PyTorch Version: 1.1.0
Torchvision Version: 0.3.0

I’m trying to finetune inception_v3 these days but meet a bug:

Traceback (most recent call last):
File “train.py”, line 133, in
outputs, aux = model(images)
File “/home/yjh/.conda/envs/phone/lib/python3.7/site-packages/torch/nn/modules/module.py”, line 493, in call
result = self.forward(*input, **kwargs)
File “/home/yjh/.conda/envs/phone/lib/python3.7/site-packages/torch/nn/parallel/data_parallel.py”, line 153, in forward
return self.gather(outputs, self.output_device)
File “/home/yjh/.conda/envs/phone/lib/python3.7/site-packages/torch/nn/parallel/data_parallel.py”, line 165, in gather
return gather(outputs, output_device, dim=self.dim)
File “/home/yjh/.conda/envs/phone/lib/python3.7/site-packages/torch/nn/parallel/scatter_gather.py”, line 67, in gather
return gather_map(outputs)
File “/home/yjh/.conda/envs/phone/lib/python3.7/site-packages/torch/nn/parallel/scatter_gather.py”, line 62, in gather_map
return type(out)(map(gather_map, zip(*outputs)))
TypeError: new() missing 1 required positional argument: ‘aux_logits’

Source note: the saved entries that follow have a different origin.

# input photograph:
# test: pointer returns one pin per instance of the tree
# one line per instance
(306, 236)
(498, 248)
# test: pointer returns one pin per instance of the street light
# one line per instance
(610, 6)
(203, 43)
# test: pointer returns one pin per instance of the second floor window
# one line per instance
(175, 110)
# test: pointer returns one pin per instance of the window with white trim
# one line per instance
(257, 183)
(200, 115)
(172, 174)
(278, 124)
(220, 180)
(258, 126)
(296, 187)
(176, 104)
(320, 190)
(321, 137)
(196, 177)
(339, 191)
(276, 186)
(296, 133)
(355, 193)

Finally, I figure out that there may be something wrong when the model is distributed to multi-gpu by model = nn.DataParallel(model), after commenting this line, everything seems ok and it began training.
However, I could not utilize the other gpu, which increase my time cost.

Is there bugs or I didn’t use it correctly?